人间有很多值得他留下的光景,过分执着于过去是没有意义的。
换在一天前,他或许还能因为无知说出类似的话,但现在的他有什么资格要求呢?
气氛陡然变得很微妙,江倦话锋一敛,回到了原点,“扯远了,关于检验结果,你应该有话想对我说吧?”
担心萧始有所顾忌,他还补充道:“不管什么样的真相,只要是事实,我都会接受,或是尝试去接受,学着去接受。”

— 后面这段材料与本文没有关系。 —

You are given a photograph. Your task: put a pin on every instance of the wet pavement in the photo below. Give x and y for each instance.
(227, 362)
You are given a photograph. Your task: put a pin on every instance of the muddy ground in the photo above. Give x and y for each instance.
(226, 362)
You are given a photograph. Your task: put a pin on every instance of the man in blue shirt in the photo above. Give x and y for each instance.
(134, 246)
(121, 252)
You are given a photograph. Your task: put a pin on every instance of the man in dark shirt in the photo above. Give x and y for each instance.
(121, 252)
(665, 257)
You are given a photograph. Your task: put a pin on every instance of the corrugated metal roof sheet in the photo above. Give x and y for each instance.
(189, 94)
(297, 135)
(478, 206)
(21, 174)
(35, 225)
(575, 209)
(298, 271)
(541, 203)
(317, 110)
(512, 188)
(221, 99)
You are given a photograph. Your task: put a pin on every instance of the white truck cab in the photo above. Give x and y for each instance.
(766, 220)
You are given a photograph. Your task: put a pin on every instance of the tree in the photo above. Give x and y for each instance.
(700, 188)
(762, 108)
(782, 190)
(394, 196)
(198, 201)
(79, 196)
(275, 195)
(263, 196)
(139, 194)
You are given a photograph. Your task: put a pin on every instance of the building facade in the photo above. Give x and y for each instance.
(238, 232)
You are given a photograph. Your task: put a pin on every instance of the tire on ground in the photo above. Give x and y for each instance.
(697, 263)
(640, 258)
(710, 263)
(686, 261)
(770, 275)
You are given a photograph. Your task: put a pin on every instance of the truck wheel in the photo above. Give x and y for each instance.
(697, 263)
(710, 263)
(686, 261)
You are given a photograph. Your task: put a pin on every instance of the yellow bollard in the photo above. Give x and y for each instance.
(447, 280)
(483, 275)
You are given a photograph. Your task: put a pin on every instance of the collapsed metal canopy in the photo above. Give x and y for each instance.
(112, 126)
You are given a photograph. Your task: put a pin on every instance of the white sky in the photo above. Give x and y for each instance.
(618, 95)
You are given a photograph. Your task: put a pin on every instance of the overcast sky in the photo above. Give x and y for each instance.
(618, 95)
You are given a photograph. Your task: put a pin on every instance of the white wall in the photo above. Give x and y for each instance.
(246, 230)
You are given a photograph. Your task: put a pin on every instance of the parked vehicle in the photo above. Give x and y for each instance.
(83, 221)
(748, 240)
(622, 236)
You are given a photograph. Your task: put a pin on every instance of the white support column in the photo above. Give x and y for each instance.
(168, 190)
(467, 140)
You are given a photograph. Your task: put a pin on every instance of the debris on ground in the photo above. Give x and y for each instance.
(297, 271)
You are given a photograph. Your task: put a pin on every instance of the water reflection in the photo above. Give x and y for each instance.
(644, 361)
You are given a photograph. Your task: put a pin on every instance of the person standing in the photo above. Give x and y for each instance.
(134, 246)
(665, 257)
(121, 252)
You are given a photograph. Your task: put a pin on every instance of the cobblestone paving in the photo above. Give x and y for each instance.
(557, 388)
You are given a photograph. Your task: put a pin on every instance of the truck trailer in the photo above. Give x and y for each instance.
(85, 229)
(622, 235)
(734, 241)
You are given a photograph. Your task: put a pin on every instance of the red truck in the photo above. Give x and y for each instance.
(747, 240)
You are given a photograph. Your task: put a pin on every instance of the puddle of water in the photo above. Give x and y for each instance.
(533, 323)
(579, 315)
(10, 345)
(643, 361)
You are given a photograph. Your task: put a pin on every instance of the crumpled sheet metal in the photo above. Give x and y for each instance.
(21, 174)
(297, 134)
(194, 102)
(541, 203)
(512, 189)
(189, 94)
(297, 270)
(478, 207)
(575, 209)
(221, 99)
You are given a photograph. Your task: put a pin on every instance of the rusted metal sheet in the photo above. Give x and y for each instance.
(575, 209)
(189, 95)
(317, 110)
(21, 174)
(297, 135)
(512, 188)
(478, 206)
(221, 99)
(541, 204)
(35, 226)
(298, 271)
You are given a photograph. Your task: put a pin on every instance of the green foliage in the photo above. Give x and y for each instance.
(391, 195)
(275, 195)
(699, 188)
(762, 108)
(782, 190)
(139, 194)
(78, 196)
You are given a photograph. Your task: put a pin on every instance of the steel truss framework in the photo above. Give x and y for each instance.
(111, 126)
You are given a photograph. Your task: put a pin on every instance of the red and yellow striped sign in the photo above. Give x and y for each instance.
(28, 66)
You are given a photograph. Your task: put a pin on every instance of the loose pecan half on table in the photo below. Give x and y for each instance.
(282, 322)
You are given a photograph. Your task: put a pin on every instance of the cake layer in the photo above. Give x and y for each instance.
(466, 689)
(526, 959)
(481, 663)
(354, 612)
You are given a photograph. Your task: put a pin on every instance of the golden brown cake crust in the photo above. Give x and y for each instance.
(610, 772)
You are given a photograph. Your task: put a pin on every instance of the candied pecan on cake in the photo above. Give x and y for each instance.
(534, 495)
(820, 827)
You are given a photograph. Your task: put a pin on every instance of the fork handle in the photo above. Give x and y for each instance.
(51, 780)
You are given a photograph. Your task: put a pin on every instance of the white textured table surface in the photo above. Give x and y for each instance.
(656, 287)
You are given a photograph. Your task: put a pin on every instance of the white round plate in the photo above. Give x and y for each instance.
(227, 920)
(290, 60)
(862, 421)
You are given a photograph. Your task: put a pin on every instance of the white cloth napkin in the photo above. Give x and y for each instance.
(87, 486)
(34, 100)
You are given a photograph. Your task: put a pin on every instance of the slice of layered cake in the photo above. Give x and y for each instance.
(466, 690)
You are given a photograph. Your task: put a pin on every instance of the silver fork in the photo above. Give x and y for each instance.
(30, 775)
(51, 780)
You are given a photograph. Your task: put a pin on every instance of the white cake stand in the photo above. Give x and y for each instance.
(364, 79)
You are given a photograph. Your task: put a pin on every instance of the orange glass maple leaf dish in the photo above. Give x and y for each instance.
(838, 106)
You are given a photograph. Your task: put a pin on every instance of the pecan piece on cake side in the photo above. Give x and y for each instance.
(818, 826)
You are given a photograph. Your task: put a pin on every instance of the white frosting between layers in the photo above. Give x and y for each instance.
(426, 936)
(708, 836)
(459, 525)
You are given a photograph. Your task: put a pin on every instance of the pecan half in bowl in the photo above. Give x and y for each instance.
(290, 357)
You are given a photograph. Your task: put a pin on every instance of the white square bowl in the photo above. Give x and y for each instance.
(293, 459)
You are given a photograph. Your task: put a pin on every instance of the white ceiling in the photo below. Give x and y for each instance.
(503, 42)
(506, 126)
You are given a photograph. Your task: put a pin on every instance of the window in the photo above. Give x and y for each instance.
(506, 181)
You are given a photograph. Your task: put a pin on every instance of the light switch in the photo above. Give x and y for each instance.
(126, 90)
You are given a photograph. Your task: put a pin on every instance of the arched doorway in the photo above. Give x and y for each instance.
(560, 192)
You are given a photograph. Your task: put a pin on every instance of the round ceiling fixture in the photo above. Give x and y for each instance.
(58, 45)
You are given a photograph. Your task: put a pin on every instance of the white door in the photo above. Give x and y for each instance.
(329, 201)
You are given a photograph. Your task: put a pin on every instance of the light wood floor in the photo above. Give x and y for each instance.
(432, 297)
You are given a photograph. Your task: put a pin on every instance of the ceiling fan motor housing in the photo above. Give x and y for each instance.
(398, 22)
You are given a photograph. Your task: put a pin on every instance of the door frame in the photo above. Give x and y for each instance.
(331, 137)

萧始低落的情绪并没有因为他这一句话有所回缓,反而更消沉了,“……我说不出口。”
“有什么不能说的,难道比刚刚的结果更让人无法接受?”
萧始两手交叉紧扣在一起,没有像往常一样调出照片为他讲解每一处细节,只是低哑又生硬地解释:
“江住颈部的伤口左高右低,有四个小创角和延续的拖刀痕,呈现出鱼尾状,深度较浅,没有伤及颈外动脉和甲状腺上动脉,虽然刀切次数不多,也伴有多种暴力伤,但我认为……他,他是……”
江倦已经明白了他想表达的意思,只是还没能反应过来。
这短瞬间的沉默让萧始感到窒息,他几乎要将头埋到膝间,话音越来越弱,几乎听不清晰。
但周围太静了,实在太安静了,以至于他们没有一个人躲过那尖锐的事实。
“这是自杀切颈的方式。”
萧始听到自己说:“真正的致命伤是颈部切创,因为大量失血,颈部经脉内压会低于外界大气压,空气会从静脉破口进入血液循环,所以导致了空气栓塞。
如果医院的诊断是真的,他确实死于颈部致命切创,而切创又恰恰是他自己造成的,那他其实是……自杀。”
“不,不是自杀。”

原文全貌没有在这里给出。